C Extension Support in PyOxidizer

June 30, 2019 at 04:40 PM | categories: Python, PyOxidizer

The initial release of PyOxidizer generated a bit of excitement across the Internet! The post was commented on heavily in various forums and my phone was constantly buzzing from all the Twitter activity. There has been a steady stream of GitHub Issues for the project, which I consider a good sign. So thank you everybody for the support and encouragement! And especially thank you to everyone who filed an issue or submitted a pull request!

While I don't usually read the comments, I was looking at various forums posting about PyOxidizer to see what reactions were like. A common negative theme was the lack of C extension support in PyOxidizer. People seemed dismissive of PyOxidizer because it didn't support C extensions. Despite the documentation stating that the feature was planned and that I had an idea for how to implement it, people seemed pessimistic. Perhaps I didn't adequately communicate that making C extensions work is actually a subset of the already-solved single file executable problem and therefore was already a solved problem at the technical level (only the integration with the Python and PyOxidizer build systems was missing). So in my mind C extension support was only a matter of time and the only open question was how many hacks would be needed to make it work, not whether it would work.

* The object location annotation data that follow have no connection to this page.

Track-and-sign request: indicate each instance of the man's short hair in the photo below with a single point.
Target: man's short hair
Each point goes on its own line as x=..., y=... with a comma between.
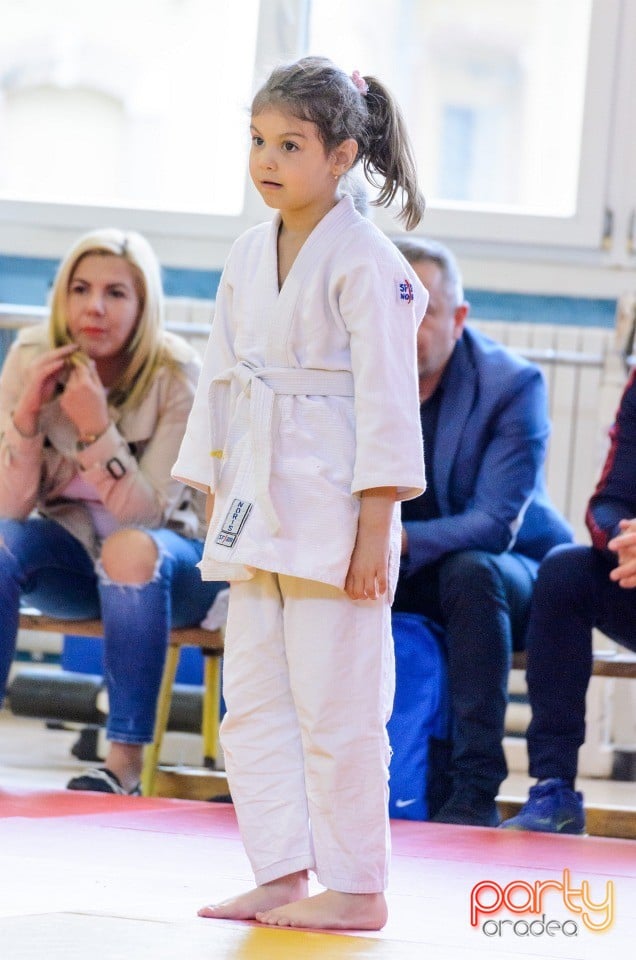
x=417, y=249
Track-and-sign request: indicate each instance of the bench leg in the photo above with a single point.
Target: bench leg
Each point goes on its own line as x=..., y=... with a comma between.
x=211, y=709
x=153, y=750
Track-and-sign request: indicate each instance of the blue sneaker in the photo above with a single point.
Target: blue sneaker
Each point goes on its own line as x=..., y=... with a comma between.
x=552, y=807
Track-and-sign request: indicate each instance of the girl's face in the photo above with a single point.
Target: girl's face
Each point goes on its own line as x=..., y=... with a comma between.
x=290, y=167
x=103, y=305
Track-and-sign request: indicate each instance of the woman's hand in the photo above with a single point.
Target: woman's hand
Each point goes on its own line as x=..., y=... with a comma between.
x=41, y=379
x=85, y=400
x=624, y=545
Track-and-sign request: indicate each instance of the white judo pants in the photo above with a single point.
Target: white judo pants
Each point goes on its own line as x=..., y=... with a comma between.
x=308, y=682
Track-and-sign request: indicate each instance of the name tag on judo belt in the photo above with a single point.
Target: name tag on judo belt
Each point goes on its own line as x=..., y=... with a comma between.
x=233, y=523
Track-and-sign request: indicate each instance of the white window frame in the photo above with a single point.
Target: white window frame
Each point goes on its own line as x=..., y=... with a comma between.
x=202, y=241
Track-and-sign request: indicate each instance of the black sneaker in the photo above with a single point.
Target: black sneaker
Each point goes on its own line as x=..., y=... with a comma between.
x=468, y=808
x=552, y=807
x=102, y=780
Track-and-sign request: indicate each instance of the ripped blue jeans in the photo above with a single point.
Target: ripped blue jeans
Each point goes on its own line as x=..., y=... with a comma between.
x=44, y=566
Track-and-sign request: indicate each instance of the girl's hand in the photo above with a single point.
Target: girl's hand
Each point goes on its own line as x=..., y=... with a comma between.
x=84, y=400
x=41, y=379
x=367, y=577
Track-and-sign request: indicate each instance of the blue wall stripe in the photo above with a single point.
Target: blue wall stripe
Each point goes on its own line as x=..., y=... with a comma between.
x=27, y=280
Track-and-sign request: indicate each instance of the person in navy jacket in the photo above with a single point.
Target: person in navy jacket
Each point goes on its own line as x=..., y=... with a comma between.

Well, I'm pleased to report that the just-released version 0.2 of PyOxidizer supports C extensions on Windows, macOS, and Linux. If you install a Python package through a pip-install-simple, pip-requirements-file, or setup-py-install packaging rule, C extensions will be compiled in a special way that enables them to be embedded in the same binary containing Python itself. I've tested it with the zope.interface, zstandard, and mercurial packages and it seems to work (although Mercurial has other issues that prevent it from being packaged as a PyOxidizer application - but the C extensions do compile).

There are some limitations to the support, however. I'm pretty confident the limitations can be eliminated given enough time. Given how many people were hung up on the lack of C extensions and were seemingly writing off PyOxidizer thinking it was snake oil or something, I wanted to deliver basic C extension support to curtail this line of criticism. Perfect is the enemy of good and hopefully basic C extension support is good enough to ease concerns about PyOxidizer's viability.

Also in PyOxidizer 0.2 are some minor new features, like the --pip-install and --python-code flags to pyoxidizer init. These allow you to generate a pyoxidizer.toml file pre-configured to install some packages from pip and run custom Python code. So now applications can be created and built with a one-liner without having to edit a pyoxidizer.toml file!

The full release notes are available. As always, please keep filing issues. I'm particularly interested in hearing about packages whose C extensions don't work properly.